Moishe (Moses) Znaimer is a media entrepreneur, media executive, media innovator, TV host, producer, content distributor, actor, TV historian, TV museum curator, TV philosopher, and prophet, who has been influencing and polarizing Canadian society since 1965, when he received a master’s degree in politics from Harvard University. But let’s start at the beginning.
Znaimer was born sometime in 1942 (he isn’t sure of the exact date), while his father, Aron, who was from Latvia, and his mother, Chaya Epelsweig, who hailed from Poland, were on a train to Kulyab in Tajik (which was then part of the USSR, but is now known as Kulob and is in Tajikistan) to escape the Holocaust, each as a sole survivor of their respective families.
After World War II ended, the Znaimers went to Poland, then West Berlin, then a Displaced Persons Camp in Hessisch Lichtenau, Germany, before finally arriving in Halifax, Nova Scotia, Canada, as refugees, in 1948. Shortly thereafter, they settled in Montreal, and eventually the young Moishe went to Toronto. This nomadic existence allowed him to be able to eruditely argue in four languages: Russian, Hebrew, French, and English.
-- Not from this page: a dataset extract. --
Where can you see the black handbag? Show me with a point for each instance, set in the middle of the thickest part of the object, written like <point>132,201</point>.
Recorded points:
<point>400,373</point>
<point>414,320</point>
As an undergrad, he even served as president of McGill University’s Debating Union, and changed his official name from Moishe to Moses.
Znaimer documented his parents’ daring escape from the Nazis in the book Passages: Welcome Home to Canada (Doubleday Canada, 2002) by Michael Ignatieff and Rudyard Griffiths.
In its 2010 edition, The Canadian Encyclopedia reported that “Znaimer developed a reputation as the ‘bad boy of Canadian television’ due to his aggressive pursuits of opportunities, as well as his ‘aggressive sexuality,’ which the Toronto Star referred to in a 2009 [article] as his ‘most vivid personality tic.’ He is known for his tight control of his image in the media, and the way he crafts an enigmatic persona through the numerous contradictions in his work and life.”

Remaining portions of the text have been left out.